Methods: This Phase 2 study was designed to evaluate the efficacy, safety and biological effects of 1.5 mg/m2/day ARRY‑520 administered intravenously on Days 1 and 2 every 2 weeks with granulocyte colony-stimulating factor (G-CSF) support. Eligible patients had relapsed or refractory MM with ≥ 2 prior lines of therapy (including both BTZ and an IMiD), unless refusing or ineligible for this therapy.

Results: Thirty‑two patients have been treated, with a median age of 65 years (range 51-82) and a median of 5 prior regimens (n = 31; range 2‑20). Twenty-eight patients received prior BTZ, 28 patients prior LEN, 17 patients prior THAL and 25 patients had an autologous stem cell transplant. One patient has been lost to follow-up.

ARRY-520 demonstrated an acceptable safety profile, confirming the safety profile observed in the Phase 1 study. The most commonly reported (≥ 10% of patients) treatment‑related adverse events (AEs) included hematologic events such as anemia (11 patients [34%], 4 Grade 3/4 [12%]), neutropenia (11 patients [34%], 9 Grade 3/4 [28%]) and thrombocytopenia (20 patients [63%], 11 Grade 3/4 [34%]), as well as fatigue (4 patients [16%], 2 Grade 1/2 and 2 Grade 3) and mucositis (4 patients [13%], all Grade 1/2). No treatment‑related events of alopecia or neuropathy were reported. One patient discontinued study due to a treatment-related AE of blisters.
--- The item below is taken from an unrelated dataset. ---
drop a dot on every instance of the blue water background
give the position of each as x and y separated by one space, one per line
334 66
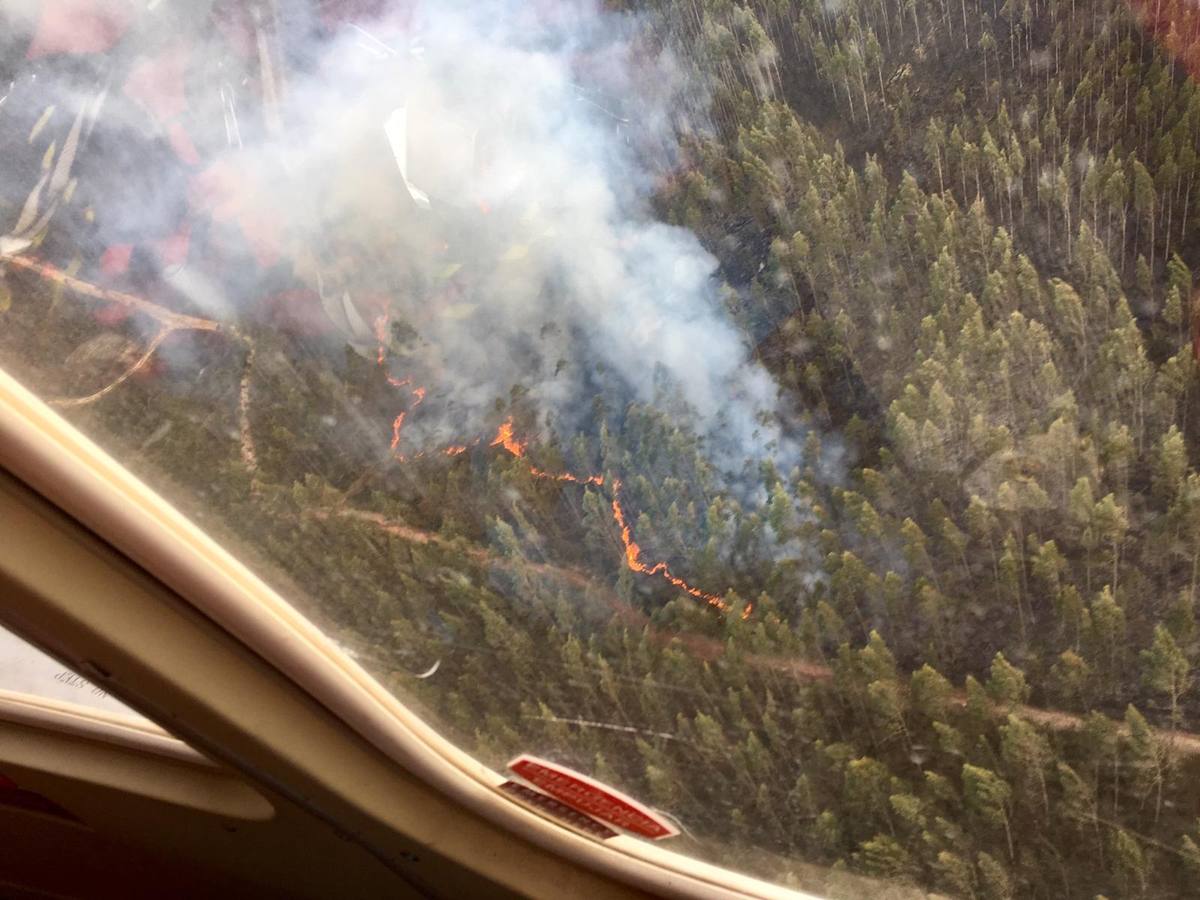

ARRY-520 has shown preliminary activity as a single agent in this heavily pretreated population. To date, of 32 evaluable patients, 3 confirmed partial responses (PR) and 2 confirmed minimal responses (MR) have been observed, per International Myeloma Working Group (IMWG) and European Group for Blood and Marrow Transplantation (EMBT) criteria. PRs had a median of 5 prior therapies (range 2‑8). As observed in the Phase 1 study, the time to response with ARRY‑520 was prolonged. Notably, clinical responses have been observed in this study in patients refractory to both LEN and BTZ. To date, in this ongoing study 33% (5/15) of patients with disease refractory to both LEN and BTZ achieved clinical benefit (PR + MR + SD > 4 months). While this trial has been fully recruited, as of July 2011, 8 patients remain on study.

Conclusions: ARRY-520 is a novel agent with a differentiated MOA relative to other myeloma drugs. ARRY‑520 shows promising evidence of single-agent clinical activity and an acceptable safety profile in heavily pretreated patients with MM. Notably, ARRY‑520 has demonstrated activity in patients refractory to both LEN and BTZ, a population with limited treatment options. An expansion cohort is planned in order to evaluate the safety and efficacy of ARRY‑520 in combination with dexamethasone in patients who are refractory to their last myeloma treatment and refractory to prior LEN, BTZ and dexamethasone.